真剣な眼差しで、現状を打破したい!と切願するY社長。そこには本気の意欲に溢れているのが分かります。

 

心底から切願する想い、真剣な眼差しは全て目つきに出ます。この目つきこそが決断と実効力を伴う “いい目つき” で、必ずと言ってよい程、逆境をチャンスに変える決心がそこにあります

 

Y社長が経営する建設会社で、先日ベテランと一緒に現場で育ててきた従業員が一人立ちし、初めて任せたシゴトで施工を間違えるという大きな失敗をしてしまったとのことです。
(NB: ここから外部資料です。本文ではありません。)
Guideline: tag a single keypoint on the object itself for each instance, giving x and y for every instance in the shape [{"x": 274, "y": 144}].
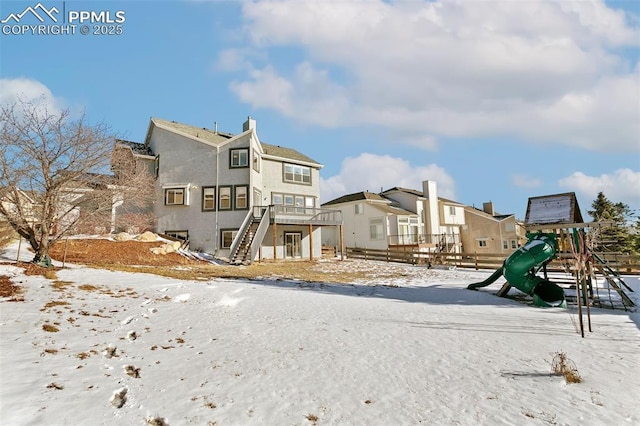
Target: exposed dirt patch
[
  {"x": 9, "y": 289},
  {"x": 103, "y": 251},
  {"x": 135, "y": 256}
]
顧客から大目玉を食らい、全て持ち出しで施工をやり直さなければならなくなったとのことでした。

 

今まで「よい」と思ったことが崩れた瞬間でした。

 

Y社長、何故彼は仕上がるまで間違いに気づかなかったのでしょうか?」

 

Y社長は少し考え「はっ」とした表情をされ、大きな声で発した言葉が、

 

「気づける仕組がないです!」

 

Y社長、素晴らしい! その点について少し補足しますね。」

 

と、述べたあと、このような補足をしました。

 

“どんな仕事でも、途中経過を確認するチェックが必要です。特に作業を一度始めてしまうと、その作業に夢中になり、周りが見えなくなる傾向があります。これは車のナビにも似ていて、目的地に導く過程で必ず「通過ポイント」があり、そのポイントに差し掛かると音声案内があります。”

 

Y社長は、「その通過ポイントを確認できる仕組みが必要なのですね!私が早速作ります!」

 

と、打開策が見えた社長さんは行動が早いです。

 

「Y社長、さすがです! 注意点があるので質問させて頂きますが、将来的にどのような社員を育てていきたいですか?」

 

Y社長は「今回のような問題が起きない仕組を作り、起きたとしても社員自ら解決できるようになってもらいたいです」

 

そこでY社長に提案をさせて頂きました。

 

Y社長、であれば、今回の件を良い例題として、その失敗をしてしまった社員の方に現在抱えている問題点とその解決案を一緒に考えて作ってもらえばいいのではないでしょうか?」

 

「なるほど!そうすることで社員も今回の事例をもとに仕組がつくれ、それを周りに教えることができますね。」

 

今まで「人材」として扱っていた社員が、「人財」に変わる時、そこには「任せる」ことと「導く」指導力が社長には必要になってきます。そして、その「人財」は必ずと言っていいほど次の「人財」を育成していくのです。

 

そこには目的があり、未来への延長線が見えたY社長は目を輝かせながら重たい一言を言われました

 

「社員の成長は、私自身の人間性の成長なのですね。」

 

その言葉を聴いて、思い出した言葉が

 

「どこまでも、先ず人間をつくれ!」 それから後が経営であり、あるいはまた事業である。

 

東郷平八郎、松下幸之助、稲森和夫、などが影響を受けた中村天風の言葉です。それに気づいたY社長は成長を続けていくと確信した瞬間です。